Bayesian Additive Regression Tree distribution.

Distribution representing a sum over trees

Parameters
  • X (array-like) – The covariate matrix.

  • Y (array-like) – The response vector.

  • m (int) – Number of trees

  • alpha (float) – Control the prior probability over the depth of the trees. Even when it can takes values in the interval (0, 1), it is recommended to be in the interval (0, 0.5].

  • k (float) – Scale parameter for the values of the leaf nodes. Defaults to 2. Recomended to be between 1 and 3.

  • split_prior (array-like) – Each element of split_prior should be in the [0, 1] interval and the elements should sum to 1. Otherwise they will be normalized.
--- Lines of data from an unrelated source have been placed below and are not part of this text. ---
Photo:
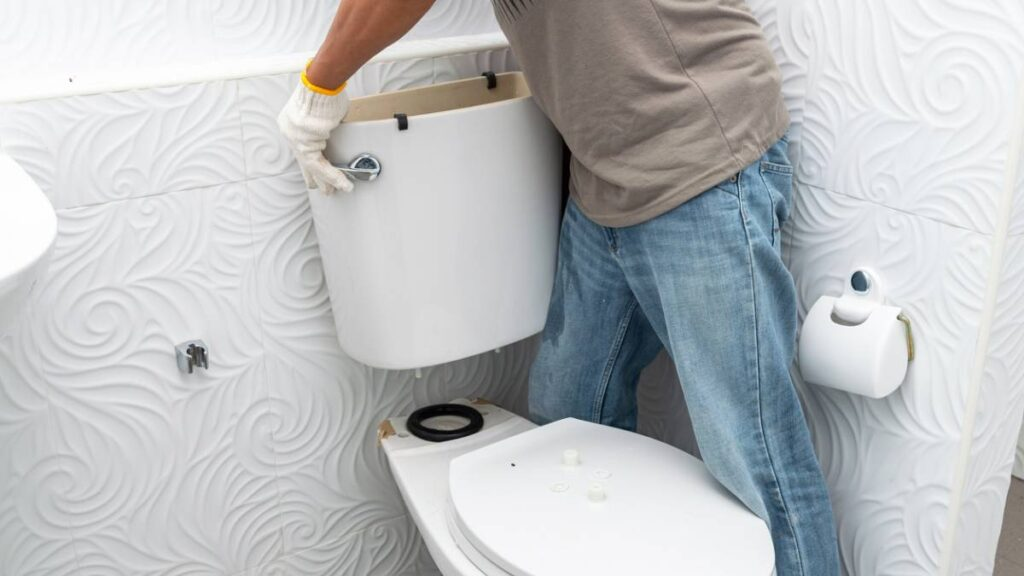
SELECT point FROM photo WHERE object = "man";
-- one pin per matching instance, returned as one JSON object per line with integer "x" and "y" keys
{"x": 680, "y": 181}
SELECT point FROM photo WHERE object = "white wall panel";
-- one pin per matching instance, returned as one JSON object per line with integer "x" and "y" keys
{"x": 94, "y": 149}
{"x": 70, "y": 37}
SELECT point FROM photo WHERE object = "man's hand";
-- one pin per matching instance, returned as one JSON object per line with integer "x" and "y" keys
{"x": 360, "y": 30}
{"x": 306, "y": 122}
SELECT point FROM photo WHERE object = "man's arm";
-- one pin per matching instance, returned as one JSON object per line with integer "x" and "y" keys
{"x": 360, "y": 30}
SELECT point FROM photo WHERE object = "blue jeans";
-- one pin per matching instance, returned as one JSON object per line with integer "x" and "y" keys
{"x": 707, "y": 282}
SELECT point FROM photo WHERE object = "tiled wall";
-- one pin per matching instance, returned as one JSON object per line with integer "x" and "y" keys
{"x": 182, "y": 215}
{"x": 906, "y": 118}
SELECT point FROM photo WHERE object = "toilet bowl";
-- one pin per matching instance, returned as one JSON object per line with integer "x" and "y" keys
{"x": 570, "y": 497}
{"x": 28, "y": 232}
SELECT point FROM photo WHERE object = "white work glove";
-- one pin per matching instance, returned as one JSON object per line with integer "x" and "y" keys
{"x": 306, "y": 122}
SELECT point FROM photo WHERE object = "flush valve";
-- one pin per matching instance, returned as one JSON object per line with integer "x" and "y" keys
{"x": 193, "y": 355}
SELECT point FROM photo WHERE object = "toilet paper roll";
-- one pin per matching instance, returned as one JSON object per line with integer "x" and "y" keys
{"x": 868, "y": 358}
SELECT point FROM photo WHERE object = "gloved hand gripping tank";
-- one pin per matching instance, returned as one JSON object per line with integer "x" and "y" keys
{"x": 451, "y": 251}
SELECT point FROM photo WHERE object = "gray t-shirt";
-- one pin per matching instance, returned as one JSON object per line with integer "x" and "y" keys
{"x": 657, "y": 99}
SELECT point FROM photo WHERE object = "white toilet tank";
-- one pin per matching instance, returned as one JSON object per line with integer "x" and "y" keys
{"x": 451, "y": 251}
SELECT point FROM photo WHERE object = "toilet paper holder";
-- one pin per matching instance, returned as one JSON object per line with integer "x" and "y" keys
{"x": 857, "y": 342}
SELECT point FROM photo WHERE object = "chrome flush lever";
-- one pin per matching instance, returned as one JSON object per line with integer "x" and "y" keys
{"x": 365, "y": 168}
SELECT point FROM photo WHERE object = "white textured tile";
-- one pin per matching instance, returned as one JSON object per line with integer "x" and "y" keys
{"x": 390, "y": 547}
{"x": 906, "y": 104}
{"x": 35, "y": 535}
{"x": 1017, "y": 215}
{"x": 245, "y": 28}
{"x": 471, "y": 65}
{"x": 165, "y": 472}
{"x": 890, "y": 463}
{"x": 70, "y": 37}
{"x": 997, "y": 424}
{"x": 89, "y": 150}
{"x": 1019, "y": 462}
{"x": 456, "y": 17}
{"x": 260, "y": 100}
{"x": 388, "y": 76}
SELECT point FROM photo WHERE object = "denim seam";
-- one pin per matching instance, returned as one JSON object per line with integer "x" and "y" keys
{"x": 609, "y": 366}
{"x": 776, "y": 224}
{"x": 757, "y": 376}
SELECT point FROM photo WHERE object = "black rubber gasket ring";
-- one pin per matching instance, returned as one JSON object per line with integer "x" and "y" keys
{"x": 419, "y": 429}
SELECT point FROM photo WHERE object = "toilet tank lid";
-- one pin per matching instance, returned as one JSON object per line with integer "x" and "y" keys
{"x": 28, "y": 223}
{"x": 574, "y": 497}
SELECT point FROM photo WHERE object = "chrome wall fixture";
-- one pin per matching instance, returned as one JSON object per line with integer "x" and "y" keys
{"x": 192, "y": 355}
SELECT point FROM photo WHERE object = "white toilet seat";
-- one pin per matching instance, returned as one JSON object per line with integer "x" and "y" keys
{"x": 476, "y": 523}
{"x": 616, "y": 503}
Defaults to None, i.e. all covariates have the same prior probability to be selected.

classmethod dist(*params, **kwargs)[source]

Creates a RandomVariable corresponding to the cls distribution.

Parameters
  • dist_params (array-like) – The inputs to the RandomVariable Op.
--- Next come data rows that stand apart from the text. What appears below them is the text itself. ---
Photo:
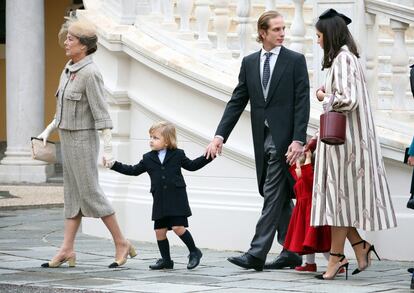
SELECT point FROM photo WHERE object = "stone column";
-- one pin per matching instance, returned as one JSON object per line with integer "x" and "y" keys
{"x": 399, "y": 62}
{"x": 25, "y": 70}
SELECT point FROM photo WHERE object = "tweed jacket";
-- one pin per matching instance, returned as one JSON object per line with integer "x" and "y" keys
{"x": 80, "y": 97}
{"x": 168, "y": 187}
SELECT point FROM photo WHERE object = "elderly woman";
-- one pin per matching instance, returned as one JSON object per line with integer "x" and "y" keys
{"x": 350, "y": 186}
{"x": 81, "y": 110}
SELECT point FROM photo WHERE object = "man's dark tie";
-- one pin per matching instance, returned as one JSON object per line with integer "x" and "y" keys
{"x": 266, "y": 70}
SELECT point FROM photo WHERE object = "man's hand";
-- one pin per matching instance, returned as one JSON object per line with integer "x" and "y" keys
{"x": 294, "y": 151}
{"x": 107, "y": 164}
{"x": 320, "y": 93}
{"x": 214, "y": 148}
{"x": 108, "y": 158}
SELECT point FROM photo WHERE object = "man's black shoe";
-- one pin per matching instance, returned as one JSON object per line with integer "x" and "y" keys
{"x": 194, "y": 259}
{"x": 285, "y": 259}
{"x": 247, "y": 261}
{"x": 162, "y": 264}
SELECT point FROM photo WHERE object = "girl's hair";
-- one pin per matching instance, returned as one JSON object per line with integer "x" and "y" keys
{"x": 263, "y": 22}
{"x": 167, "y": 131}
{"x": 335, "y": 34}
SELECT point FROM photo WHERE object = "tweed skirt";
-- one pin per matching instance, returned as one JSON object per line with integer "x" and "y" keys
{"x": 82, "y": 193}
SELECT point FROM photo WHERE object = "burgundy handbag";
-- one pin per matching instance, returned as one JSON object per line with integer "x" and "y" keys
{"x": 332, "y": 126}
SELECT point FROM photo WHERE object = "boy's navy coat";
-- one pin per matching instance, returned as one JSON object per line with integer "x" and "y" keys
{"x": 167, "y": 182}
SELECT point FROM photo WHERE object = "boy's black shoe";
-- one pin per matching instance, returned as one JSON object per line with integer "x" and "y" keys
{"x": 162, "y": 264}
{"x": 247, "y": 261}
{"x": 194, "y": 259}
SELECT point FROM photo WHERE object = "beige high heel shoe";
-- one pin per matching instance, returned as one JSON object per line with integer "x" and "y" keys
{"x": 338, "y": 267}
{"x": 71, "y": 260}
{"x": 367, "y": 256}
{"x": 119, "y": 262}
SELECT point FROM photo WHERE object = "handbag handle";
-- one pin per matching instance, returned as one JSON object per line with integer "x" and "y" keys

  • shape (int, tuple, Variable, optional) –

    A tuple of sizes for each dimension of the new RV.

    An Ellipsis (…) may be inserted in the last position to short-hand refer to all the dimensions that the RV would get if no shape/size/dims were passed at all.

  • size (int, tuple, Variable, optional) – For creating the RV like in Aesara/NumPy.

Returns

rv – The created RV.

Return type

RandomVariable

logp(*inputs)[source]

Calculate log probability.

Parameters

x (numeric, TensorVariable) – Value for which log-probability is calculated.

Returns

Return type

TensorVariable

class pymc_experimental.bart.PGBART(*args, **kwargs)[source]

Particle Gibss BART sampling step.

Parameters
  • vars (list) – List of value variables for sampler

  • num_particles (int) – Number of particles for the conditional SMC sampler. Defaults to 40

  • max_stages (int) – Maximum number of iterations of the conditional SMC sampler. Defaults to 100.

  • batch (int or tuple) – Number of trees fitted per step. Defaults to “auto”, which is the 10% of the m trees during tuning and after tuning. If a tuple is passed the first element is the batch size during tuning and the second the batch size after tuning.

  • model (PyMC Model) – Optional model for sampling step. Defaults to None (taken from context).

static competence(var, has_grad)[source]

PGBART is only suitable for BART distributions.

init_particles(tree_id: int) numpy.ndarray[source]

Initialize particles.

normalize(particles)[source]

Use logsumexp trick to get W_t and softmax to get normalized_weights.

update_weight(particle, old=False)[source]

Update the weight of a particle.

Since the prior is used as the proposal,the weights are updated additively as the ratio of the new and old log-likelihoods.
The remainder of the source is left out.